Actually, if you look at the characteristic polynomial $p_A(x) = -x^3 -2x^2 -x$ of $A$ you see that it has a double root in $x = -1$, so there "should be" an additional eigenvector corresponding to the eigenvalue $-1$, but there isn't! The multiplicity of an eigenvalue in the characteristic polynomial is called the algebraic multiplicity of the eigenvalue, while the dimension of the corresponding eigenspace is called the geometric multiplicity of the eigenvalue. In this case the geometric multiplicity is smaller than the algebraic multiplicity, so we have to resort to a special trick.
Say there existed a vector $v_3$ such that $(A - \lambda_2I)v_3 = v_2$, then we would have
$$Av_3 = Av_3 - \lambda_2 I v_3 + \lambda_2 I v_3 =
(A - \lambda_2I)v_3 + \lambda_2 v_3 = v_2 + \lambda_2v_3
$$
such a vector $v_3$ is called a generalized eigenvector. This would be sufficient for us to construct a flag basis.
Note that above we can just solve for $v_3$, so let's try it.
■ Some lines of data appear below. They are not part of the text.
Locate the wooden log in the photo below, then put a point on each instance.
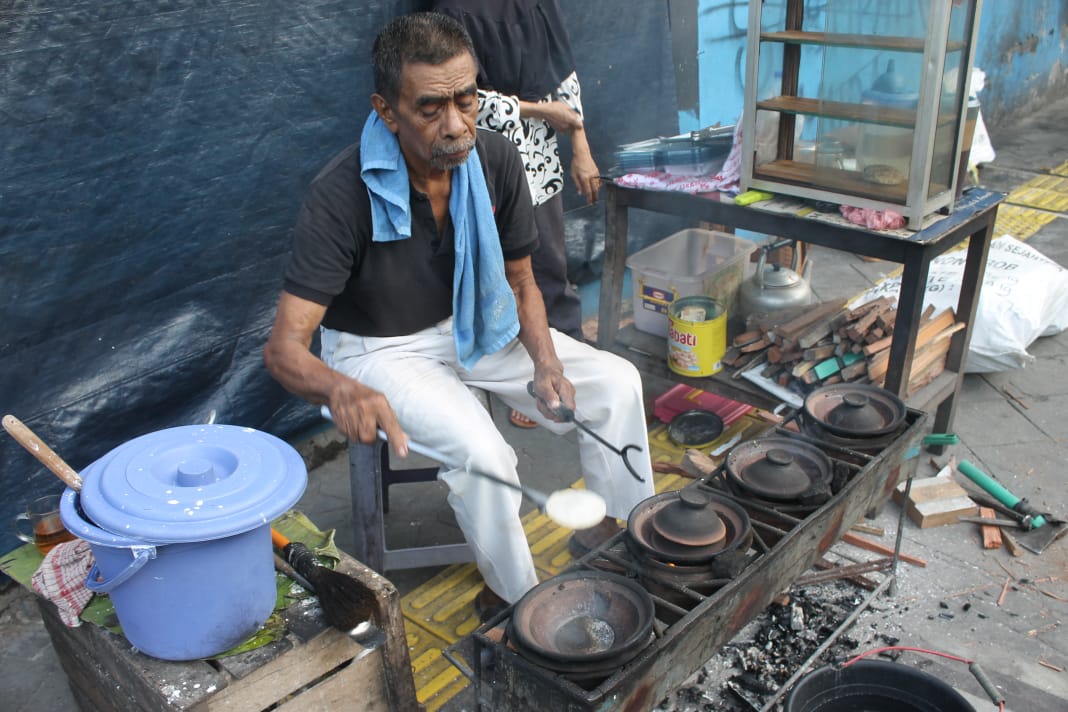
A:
(756, 346)
(860, 328)
(858, 312)
(697, 463)
(748, 337)
(877, 368)
(815, 313)
(768, 320)
(852, 372)
(731, 356)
We get:
$$
\begin{pmatrix}
 0 & 1 & 0 \\
 2 & 3 & 4 \\
 -1 & -2 & -2
\end{pmatrix}
v_3 = v_2
\Rightarrow
v_3 = \begin{pmatrix} 3 \\ -2 \\ 0 \end{pmatrix}
$$
and we can verify that indeed $Av_3 = v_2 + \lambda_2v_3$.
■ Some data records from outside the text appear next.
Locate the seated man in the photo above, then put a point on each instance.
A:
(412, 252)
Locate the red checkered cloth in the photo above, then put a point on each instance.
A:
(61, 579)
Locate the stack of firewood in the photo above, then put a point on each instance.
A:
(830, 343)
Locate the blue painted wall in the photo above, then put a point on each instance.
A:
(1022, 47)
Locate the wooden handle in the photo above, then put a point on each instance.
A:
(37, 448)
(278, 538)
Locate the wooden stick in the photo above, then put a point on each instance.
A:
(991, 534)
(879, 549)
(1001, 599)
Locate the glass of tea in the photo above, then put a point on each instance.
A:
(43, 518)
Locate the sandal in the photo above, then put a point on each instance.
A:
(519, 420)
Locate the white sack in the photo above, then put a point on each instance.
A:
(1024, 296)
So, then the vectors $v_1, v_2, v_3$ constitute a flag basis since:
$$
\begin{align}
Av_1 &= 0 = 0 \cdot v_1 \\
Av_2 &= (-1)v_2 = 0 \cdot v_1 + (-1) \cdot v_2 \\
Av_3 &= v_2 + (-1)v_3 = 0 \cdot v_1 + 1 \cdot v_2 + (-1) \cdot v_3
\end{align}$$
so in each expansion of $Av_i$ we only have terms with $v_j$ where $j \leq i$.